A young brunette goes into the doctor's office and says that her body hurts wherever she touches it.
"Impossible," says the doctor. "Show me."
She takes her finger and pushes her elbow and screams in agony. She pushes her knee and screams, pushes her ankle and screams and so it goes on, everywhere she touches makes her scream.
The doctor says, "You're not really a brunette, are you?"
She says, "No, I'm really a blonde."
"I thought so," he says. "Your finger is broken."

A blonde went to the appliance store sale and found a bargain. "I would like to buy this TV," she told the salesman.
"Sorry, we don't sell to blondes," he replied.
The blonde was very angry about this. She hurried home and dyed her hair, then came back and again told the salesman, "I would like to buy this TV."
"Sorry, we don't sell to blondes," he replied.
The blonde did not know how the salesman had recognized her. This time, she got a haircut and new color, a new outfit and big sunglasses. She then waited a few days before she approached the salesman.
"I would like to buy this TV."
"Sorry, we don't sell to blondes," he replied.
Frustrated, she exclaimed, "How do you know I'm a blonde?"
"Because that's a microwave," he replied.
Why don't blondes like to breast feed their children?
Because it hurts when they boil their nipples.
artist6338's Avatar
do you know why blondes have one more brain cell than a horse?
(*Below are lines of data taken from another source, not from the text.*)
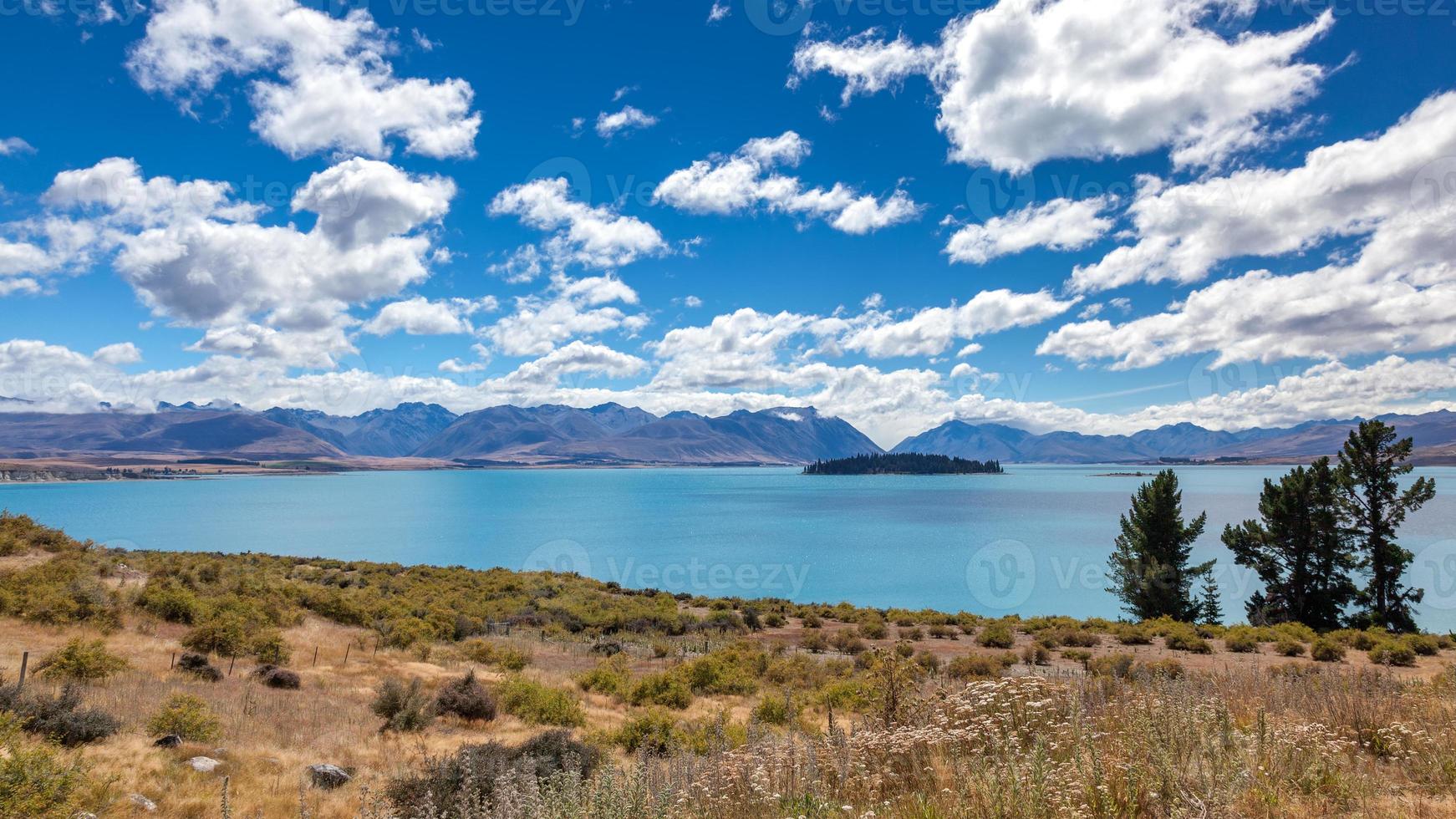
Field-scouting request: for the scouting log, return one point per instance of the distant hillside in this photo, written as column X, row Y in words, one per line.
column 906, row 463
column 614, row 434
column 608, row 434
column 1434, row 437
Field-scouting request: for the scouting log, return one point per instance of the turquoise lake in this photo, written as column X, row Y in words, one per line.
column 1031, row 542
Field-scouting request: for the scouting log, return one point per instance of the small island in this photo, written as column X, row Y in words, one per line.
column 906, row 463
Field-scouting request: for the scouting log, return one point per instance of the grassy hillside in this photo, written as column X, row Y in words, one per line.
column 527, row 694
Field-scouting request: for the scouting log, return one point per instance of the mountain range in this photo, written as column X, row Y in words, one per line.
column 1434, row 437
column 504, row 435
column 618, row 435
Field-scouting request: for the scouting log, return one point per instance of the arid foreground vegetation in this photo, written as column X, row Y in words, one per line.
column 459, row 693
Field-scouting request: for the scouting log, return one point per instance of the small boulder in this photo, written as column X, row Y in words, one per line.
column 328, row 777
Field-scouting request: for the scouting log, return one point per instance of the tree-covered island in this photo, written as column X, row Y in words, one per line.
column 903, row 463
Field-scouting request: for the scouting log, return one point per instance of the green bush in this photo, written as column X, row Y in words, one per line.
column 1116, row 665
column 1289, row 648
column 404, row 707
column 996, row 636
column 82, row 659
column 776, row 709
column 186, row 716
column 1132, row 634
column 654, row 734
column 59, row 719
column 610, row 677
column 1423, row 644
column 1187, row 640
column 465, row 699
column 976, row 667
column 1241, row 639
column 1326, row 650
column 1392, row 652
column 541, row 705
column 35, row 780
column 669, row 689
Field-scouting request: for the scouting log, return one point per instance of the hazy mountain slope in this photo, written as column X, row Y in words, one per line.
column 1432, row 431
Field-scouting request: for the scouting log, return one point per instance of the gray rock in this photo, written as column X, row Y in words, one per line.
column 328, row 777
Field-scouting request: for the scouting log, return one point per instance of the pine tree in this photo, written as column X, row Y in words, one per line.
column 1297, row 549
column 1149, row 569
column 1373, row 506
column 1210, row 608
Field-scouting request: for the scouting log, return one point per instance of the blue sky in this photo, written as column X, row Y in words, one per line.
column 1082, row 214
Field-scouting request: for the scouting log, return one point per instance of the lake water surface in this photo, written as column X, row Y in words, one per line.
column 1031, row 542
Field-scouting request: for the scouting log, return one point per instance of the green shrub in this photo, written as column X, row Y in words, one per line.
column 541, row 705
column 1132, row 634
column 1187, row 640
column 197, row 665
column 59, row 719
column 82, row 659
column 1165, row 668
column 1117, row 665
column 873, row 630
column 776, row 709
column 1289, row 648
column 654, row 734
column 465, row 699
column 186, row 716
column 610, row 677
column 996, row 636
column 669, row 689
column 1423, row 644
column 1326, row 650
column 1241, row 639
column 404, row 707
column 225, row 634
column 1392, row 652
column 1036, row 655
column 270, row 648
column 976, row 667
column 35, row 780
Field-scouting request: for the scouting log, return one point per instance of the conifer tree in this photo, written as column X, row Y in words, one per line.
column 1299, row 550
column 1373, row 505
column 1149, row 569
So that don't shit in the parade!
Do you know why blondes don't ware hoop earrings?
Because they're tired of getting their heels caught!
I laughed!
MuffinThumper's Avatar
Why did they call the blonde senior "Twinkie"?
Because she loved to be filled with cream

Why don't blondes talk during sex?
Their mothers told them not to talk with their mouths full.
Q. How do you brainwash a blonde?
A. Give her a douche and shake her upside down.

Q. How does a blonde part their hair?
A. By doing the splits.

Q. Why don’t blondes eat bananas?
A. They can’t find the zipper.

Q. Why do blondes wear red lipstick?
A. Because red means “Stop, wrong hole.”

Q. Why don’t blondes use vibrators?
A. They chip their teeth.

Q. What do blondes do for foreplay?
A. Remove their underwear.

Q. Why don’t blondes in San Francisco wear short black mini skirts?
A. Cause their balls show.

Q. How does a blonde like her eggs in the morning?
A. Fertilized.

Q. How do blondes turn the light on after sex?
A. Kick open the car door.

Q. What is the worst thing about sex with a blonde?
A. Bucket seats.

Q. Why is a blonde like railroad tracks?
A. She’s been laid all over the country.

Q. What important questions does a blonde ask her mate before having sex?
A. Do you want this by the hour, or the flat rate.

Q. Why do blondes have orgasms?
A. So they know when to stop having sex.